There I was stopped at the traffic lights at the corner of Bank Plain and Prince of Wales Road when I noticed this guy atop a step ladder photographing the drones who work in the offices situated in the old Royal Hotel. These he had artistically arranged around the the doorway of the building. I had time to take one photograph of him before the lights changed. What you can't see, is that although the ladder was only three steps high, he had two people holding it steady.
I did a google search to find the correct spelling of acrophobia (the fear of heights) and found this terrific web site called The Phobia List which lists just about every phobia you can shake a hypnotherapist at. In the same way that if one reads a medical dictionary you end up with all the symptoms of all the illnesses described so I have discovered I have a lot of phobias I did not know about.
These include Pogonophobia (Fear of beards), Consecotaleophobia (Fear of chopsticks) and the quite reasonable Aulophobia (Fear of flutes)
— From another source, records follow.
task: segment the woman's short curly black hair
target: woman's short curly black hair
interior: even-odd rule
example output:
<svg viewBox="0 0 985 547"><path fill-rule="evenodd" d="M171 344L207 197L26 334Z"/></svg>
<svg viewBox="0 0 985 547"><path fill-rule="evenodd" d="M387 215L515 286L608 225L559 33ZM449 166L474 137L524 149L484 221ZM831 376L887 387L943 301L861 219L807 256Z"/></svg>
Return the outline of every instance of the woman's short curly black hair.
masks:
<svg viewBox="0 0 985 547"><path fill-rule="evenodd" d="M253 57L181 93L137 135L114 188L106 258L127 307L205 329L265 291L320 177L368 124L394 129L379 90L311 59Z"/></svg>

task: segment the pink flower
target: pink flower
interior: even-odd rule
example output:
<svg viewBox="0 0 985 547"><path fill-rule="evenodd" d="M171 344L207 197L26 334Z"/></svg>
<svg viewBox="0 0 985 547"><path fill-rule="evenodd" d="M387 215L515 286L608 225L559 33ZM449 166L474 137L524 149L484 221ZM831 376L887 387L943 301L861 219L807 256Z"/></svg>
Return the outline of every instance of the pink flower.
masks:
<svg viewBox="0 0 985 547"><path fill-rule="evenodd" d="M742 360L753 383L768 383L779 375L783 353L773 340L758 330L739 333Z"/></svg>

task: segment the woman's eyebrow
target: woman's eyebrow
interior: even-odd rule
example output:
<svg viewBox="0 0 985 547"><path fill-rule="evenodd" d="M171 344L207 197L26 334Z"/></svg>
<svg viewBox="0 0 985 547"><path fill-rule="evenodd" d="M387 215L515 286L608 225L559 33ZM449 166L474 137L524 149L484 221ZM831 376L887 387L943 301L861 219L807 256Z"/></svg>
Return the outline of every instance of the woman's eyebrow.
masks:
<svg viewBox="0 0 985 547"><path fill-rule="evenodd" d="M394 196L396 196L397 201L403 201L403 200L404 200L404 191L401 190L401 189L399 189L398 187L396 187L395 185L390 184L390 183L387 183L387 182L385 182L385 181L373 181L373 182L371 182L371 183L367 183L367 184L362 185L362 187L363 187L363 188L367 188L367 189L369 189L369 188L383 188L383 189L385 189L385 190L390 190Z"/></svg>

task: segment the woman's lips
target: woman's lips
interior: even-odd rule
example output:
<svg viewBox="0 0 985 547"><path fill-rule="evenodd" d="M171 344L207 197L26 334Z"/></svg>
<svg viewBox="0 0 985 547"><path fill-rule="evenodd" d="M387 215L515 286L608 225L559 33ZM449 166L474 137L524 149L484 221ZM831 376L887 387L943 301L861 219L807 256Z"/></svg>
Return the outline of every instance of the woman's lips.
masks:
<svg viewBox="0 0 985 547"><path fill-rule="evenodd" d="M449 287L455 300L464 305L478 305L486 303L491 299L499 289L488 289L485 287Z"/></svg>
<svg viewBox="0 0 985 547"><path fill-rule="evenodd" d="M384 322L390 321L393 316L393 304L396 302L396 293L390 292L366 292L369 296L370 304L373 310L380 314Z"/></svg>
While writing the above I have just realised something exciting. By replacing the suffix phobia with phillia the meaning changes neatly from Fear of to Love of hence Genuphobia (Fear of knees) becomes Genuphillia (the Love of Knees). The Phobia List web site thus becomes a excellent tool in my never ending search for new insults. We are so used to being sworn at with obscenities that they no longer have an effect but I can guarantee that if the next time you are cut up at a roundabout, you wind down your window and shout "Isopterophilliac!!!" at the offending motorist you will succeed in stopping the traffic. (An Isopterophilliac is a lover of termites and other wood boring insects by the way).
1 comment:
Being a bit of a word nerd, these lists of philias and phobias are all very well, but the compilers all seem to forget that philia and phobia are Greek, and a lot of the other words they're mashed with are Latin or something else. For example, I enjoy gonyphilia, having an unusually strong love for knees, not, for my money, genuphihlia. I realise that gony (the Greek root for knee) is strongly related to genu in Latin, and that's how eventually we end up with a word like knee with an apparently silly K at the beginning. The point is really, anyone an make these terms up as they go along if they know a bit of some language or other. Ergophobia - fear of work, sounds familiar, or hypnophilia, love of sleep. They might even have been used somewhere, but I don't know if they're recognised words, as I've just made them up. Still, we've all accepted words like television and homosexual, which are also mashups of Greek and Latin.